In the Museum, they have banned cash exchanges (cards only), and no audio guides, because of the virus. So I may have missed a lot of information which has been gleaned since the quite wordy information boards beside the exhibits. I bought three more replica ‘goddesses’, of poor quality but at least attempting to describe the shapes of the females found in the stony fields between the wars. There is also a repro model of the cart-ruts which have baffled historians, and which we failed to find on Day 1, with a very good video made by British archaeologist Dr David Trump who seems to have devoted his life to the treasures of the island. Seeing him wipes away a lot of the pain and misery inflicted by his namesake. There are good Trumps, too.

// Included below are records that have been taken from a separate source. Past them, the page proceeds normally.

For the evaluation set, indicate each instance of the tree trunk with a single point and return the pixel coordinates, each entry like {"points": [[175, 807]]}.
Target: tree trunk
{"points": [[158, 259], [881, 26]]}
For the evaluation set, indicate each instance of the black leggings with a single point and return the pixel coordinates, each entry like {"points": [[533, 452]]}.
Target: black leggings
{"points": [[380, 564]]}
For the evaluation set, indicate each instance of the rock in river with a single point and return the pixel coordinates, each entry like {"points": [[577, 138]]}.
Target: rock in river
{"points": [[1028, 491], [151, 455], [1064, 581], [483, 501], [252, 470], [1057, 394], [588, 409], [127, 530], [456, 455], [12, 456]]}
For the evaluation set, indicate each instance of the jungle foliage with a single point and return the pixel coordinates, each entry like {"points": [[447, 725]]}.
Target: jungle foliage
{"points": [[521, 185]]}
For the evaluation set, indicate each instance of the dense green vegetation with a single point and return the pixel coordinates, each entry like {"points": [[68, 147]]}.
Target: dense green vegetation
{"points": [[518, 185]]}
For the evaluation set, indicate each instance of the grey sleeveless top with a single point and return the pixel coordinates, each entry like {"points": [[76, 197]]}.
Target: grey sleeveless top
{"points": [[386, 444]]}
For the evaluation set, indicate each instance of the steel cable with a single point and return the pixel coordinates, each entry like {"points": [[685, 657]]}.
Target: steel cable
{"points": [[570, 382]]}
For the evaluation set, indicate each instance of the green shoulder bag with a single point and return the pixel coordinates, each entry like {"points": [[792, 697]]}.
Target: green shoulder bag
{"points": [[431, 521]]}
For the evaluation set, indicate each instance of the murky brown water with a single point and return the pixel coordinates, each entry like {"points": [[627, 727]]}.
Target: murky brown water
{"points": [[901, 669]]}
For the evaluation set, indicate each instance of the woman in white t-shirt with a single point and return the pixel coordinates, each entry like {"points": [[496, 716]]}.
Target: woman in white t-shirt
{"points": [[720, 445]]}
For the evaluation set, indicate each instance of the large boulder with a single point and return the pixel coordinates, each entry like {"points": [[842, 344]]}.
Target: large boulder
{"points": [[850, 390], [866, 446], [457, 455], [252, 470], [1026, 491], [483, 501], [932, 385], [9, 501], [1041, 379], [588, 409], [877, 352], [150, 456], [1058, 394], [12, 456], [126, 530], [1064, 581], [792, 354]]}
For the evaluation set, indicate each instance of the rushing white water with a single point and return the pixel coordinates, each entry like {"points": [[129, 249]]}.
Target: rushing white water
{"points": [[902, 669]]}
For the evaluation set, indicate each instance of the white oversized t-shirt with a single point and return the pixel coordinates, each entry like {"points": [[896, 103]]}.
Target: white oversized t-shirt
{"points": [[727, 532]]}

At the supermarket back at Mellieha, there was pandemonium. Whereas the day before it had all been quiet and orderly, we found it heaving with people with trollies and baskets overflowing. The queues stretched right through the store. Apparently the government has announced the closure of all schools, so that set everyone off into sensible/panic mode. It took us nearly 25 minutes of queueing to buy a loaf and a bar of chocolate. Eheu!